X.4. In case of the Buyer's delay to pay the price under the contract in whole or in part lasts more than 30 (thirty) calendar days, the Seller has the right to claim performance along with a penalty for delay or to cancel the contract and to seek a penalty for non-performance in the amount of 20% (twenty percent) of the contract price.
X.5. All payments due by the Buyer to the Seller for which the Parties have not set payment terms, including losses and penalties, must be paid within 15 days of the related Seller's request..
X.6. In the event that the actual damages and lost profits of the Seller exceed the penalties under this section, the Seller reserves the right to file a claim in the manner prescribed in these General Terms and Conditions..
X.7. In case the Buyer has no claims related to the quantity, price, quality of the goods, its integrity, etc. within a period of 30 days, the order is considered duly executed and the invoice is considered accepted/confirmed by the Buyer.
XI. FORCE MAJEURE CIRCUMSTANCES
XI.1. Each party will be released from liability for full or partial non-performance of the contract if it is due to force majeure circumstances for which it has sent a written notification to the other party, describing the reasons for this.
XI.2. The party, whose non-fulfillment is due to force majeure, is obliged to notify the other party within 3 (three) working days from the date on which the force majeure occurred, presenting a certificate of force majeure issued by the Bulgarian Chamber of Commerce and Industry.
XI.3. The term for the fulfillment of the obligation of the party is extended accordingly for the period during which these circumstances continue.
XI.4. In the event of force majeure lasting more than three (3) months, each party has the right to terminate the contract by notifying the other party in writing.
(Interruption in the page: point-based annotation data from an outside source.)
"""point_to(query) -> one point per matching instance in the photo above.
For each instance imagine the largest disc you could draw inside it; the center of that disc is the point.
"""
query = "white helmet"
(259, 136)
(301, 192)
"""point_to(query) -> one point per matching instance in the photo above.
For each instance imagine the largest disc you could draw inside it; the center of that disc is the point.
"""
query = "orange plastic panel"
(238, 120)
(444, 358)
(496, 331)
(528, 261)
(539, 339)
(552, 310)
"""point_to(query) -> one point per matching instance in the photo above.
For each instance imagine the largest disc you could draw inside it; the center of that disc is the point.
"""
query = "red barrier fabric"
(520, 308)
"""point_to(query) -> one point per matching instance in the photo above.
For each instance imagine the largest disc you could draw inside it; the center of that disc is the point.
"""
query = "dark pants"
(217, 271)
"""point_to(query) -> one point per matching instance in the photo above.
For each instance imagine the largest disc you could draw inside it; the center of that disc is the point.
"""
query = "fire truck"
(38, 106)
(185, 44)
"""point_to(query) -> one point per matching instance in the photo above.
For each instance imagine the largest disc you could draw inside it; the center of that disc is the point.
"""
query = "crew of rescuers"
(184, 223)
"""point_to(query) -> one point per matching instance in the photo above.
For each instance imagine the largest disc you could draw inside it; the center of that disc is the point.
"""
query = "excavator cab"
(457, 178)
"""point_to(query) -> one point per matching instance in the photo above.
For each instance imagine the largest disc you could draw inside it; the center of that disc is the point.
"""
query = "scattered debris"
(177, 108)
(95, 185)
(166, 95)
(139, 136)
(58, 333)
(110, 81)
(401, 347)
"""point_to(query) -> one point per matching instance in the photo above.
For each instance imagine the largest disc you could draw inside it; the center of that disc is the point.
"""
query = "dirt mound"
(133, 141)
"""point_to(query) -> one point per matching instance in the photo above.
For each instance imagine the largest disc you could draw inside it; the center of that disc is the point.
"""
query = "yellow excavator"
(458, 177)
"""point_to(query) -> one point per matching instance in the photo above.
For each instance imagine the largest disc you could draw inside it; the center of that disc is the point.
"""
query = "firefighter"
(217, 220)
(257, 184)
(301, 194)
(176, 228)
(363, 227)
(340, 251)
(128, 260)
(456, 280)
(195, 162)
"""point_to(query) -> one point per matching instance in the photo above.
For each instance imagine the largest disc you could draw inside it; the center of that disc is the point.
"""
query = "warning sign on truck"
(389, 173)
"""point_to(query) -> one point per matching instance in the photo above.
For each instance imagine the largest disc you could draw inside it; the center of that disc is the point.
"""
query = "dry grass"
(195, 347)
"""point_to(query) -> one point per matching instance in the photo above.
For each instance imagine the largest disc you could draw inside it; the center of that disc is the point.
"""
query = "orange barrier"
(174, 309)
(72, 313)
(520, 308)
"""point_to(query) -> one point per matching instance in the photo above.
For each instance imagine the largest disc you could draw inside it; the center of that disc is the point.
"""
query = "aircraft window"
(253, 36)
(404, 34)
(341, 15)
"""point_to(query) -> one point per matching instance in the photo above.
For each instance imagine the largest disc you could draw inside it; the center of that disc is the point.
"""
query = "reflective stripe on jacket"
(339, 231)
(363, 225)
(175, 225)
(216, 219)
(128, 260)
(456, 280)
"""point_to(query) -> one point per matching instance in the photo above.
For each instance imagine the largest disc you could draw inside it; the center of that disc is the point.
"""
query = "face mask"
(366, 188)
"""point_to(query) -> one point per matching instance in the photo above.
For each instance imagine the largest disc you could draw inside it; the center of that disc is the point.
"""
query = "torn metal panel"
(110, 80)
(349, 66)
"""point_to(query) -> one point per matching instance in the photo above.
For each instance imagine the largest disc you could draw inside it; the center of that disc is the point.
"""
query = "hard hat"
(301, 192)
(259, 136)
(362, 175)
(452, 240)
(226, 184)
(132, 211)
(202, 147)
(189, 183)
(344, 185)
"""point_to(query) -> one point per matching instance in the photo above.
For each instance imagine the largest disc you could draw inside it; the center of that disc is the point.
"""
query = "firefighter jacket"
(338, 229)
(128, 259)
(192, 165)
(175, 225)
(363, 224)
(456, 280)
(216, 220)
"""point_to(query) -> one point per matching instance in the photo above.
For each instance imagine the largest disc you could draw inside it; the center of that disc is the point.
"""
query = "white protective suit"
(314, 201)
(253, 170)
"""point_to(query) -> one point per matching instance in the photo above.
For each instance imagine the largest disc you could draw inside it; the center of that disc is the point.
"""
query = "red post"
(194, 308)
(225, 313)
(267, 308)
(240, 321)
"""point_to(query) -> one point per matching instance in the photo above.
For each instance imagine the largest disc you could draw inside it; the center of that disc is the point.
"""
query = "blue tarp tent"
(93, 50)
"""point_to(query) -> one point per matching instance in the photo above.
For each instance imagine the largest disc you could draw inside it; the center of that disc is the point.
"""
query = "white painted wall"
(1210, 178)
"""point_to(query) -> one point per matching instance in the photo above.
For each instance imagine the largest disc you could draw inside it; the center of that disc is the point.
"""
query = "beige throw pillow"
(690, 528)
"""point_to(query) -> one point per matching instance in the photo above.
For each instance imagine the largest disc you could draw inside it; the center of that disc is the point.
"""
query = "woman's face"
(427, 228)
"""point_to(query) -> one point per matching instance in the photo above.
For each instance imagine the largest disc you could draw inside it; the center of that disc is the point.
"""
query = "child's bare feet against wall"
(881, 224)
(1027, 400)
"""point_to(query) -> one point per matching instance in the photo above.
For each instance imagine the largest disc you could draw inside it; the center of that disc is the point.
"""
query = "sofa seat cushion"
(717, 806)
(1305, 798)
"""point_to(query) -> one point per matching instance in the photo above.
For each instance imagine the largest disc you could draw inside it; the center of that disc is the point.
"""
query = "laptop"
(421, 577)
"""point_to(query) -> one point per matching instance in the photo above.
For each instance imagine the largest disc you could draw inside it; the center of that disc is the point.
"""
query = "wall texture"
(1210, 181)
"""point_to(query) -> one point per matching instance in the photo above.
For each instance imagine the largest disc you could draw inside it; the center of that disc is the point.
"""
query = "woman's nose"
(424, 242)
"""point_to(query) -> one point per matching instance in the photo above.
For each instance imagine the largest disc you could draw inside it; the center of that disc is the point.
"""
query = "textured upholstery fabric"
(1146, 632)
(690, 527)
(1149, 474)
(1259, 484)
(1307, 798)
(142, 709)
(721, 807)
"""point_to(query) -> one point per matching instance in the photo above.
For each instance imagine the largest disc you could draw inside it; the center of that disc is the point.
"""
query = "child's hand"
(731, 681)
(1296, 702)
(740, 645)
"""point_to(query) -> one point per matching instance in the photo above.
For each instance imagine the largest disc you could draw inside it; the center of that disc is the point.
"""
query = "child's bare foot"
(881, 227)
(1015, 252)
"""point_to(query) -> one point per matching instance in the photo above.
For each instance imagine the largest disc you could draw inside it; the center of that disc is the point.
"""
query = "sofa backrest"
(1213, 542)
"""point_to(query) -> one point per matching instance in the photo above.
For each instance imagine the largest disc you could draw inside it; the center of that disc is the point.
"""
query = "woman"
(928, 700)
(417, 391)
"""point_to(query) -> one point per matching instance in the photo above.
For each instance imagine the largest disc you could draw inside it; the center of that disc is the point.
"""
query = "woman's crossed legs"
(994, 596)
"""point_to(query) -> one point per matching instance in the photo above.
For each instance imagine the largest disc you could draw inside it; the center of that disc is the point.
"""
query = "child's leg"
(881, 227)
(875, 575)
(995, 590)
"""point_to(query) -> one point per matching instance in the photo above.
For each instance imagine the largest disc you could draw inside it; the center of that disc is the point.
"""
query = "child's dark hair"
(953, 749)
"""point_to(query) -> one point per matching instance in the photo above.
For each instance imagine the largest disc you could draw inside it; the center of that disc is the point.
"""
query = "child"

XII. INTELLECTUAL PROPERTY RIGHTS
XII.1. The Seller and its counterparties do not assign to the Buyer any rights to trademarks, patents, design and all other intellectual property rights in any form by the contract and the General Terms.
XIII. CONFIDENTIALITY
XIII.1. The parties are obliged to treat the information received during or on the occasion of the conclusion or performance of the contracts, under the conditions of strict confidentiality. Any unauthorized disclosure of confidential information, including but not limited to trade information, trade secrets, price proposals, trade practices and plans, know-how, as well as any other information directly related to the trading activities of the Parties, will be considered a breach of the obligation for confidentiality and grounds for the cancellation of the contracts, as the defective party will owe to the correct party compensation in the amount of suffered damages and the lost profits.
XIV. PROTECTION OF PERSONAL DATA
XIV.1. The parties are obliged to process personal data of customers and their employees in accordance with the requirements of the Bulgarian and the European legislation, and they should make all necessary efforts and apply the measures necessary for the appropriate and secure processing and protection of personal data..
XV. APPLICABLE LAW AND JURISDICTION
XV.1. The contractual relations between the Seller and the Buyer, to which these General Conditions are applicable, are regulated by the domestic law of the Republic of Bulgaria.
XV.2. Any dispute regarding the existence and operation of the General Terms and Conditions and the contracts, including disputes and disagreements over the validity, interpretation, termination, performance or non-performance, shall be referred to the CEIBG Arbitration Court with a sole arbitrator designated by the Seller.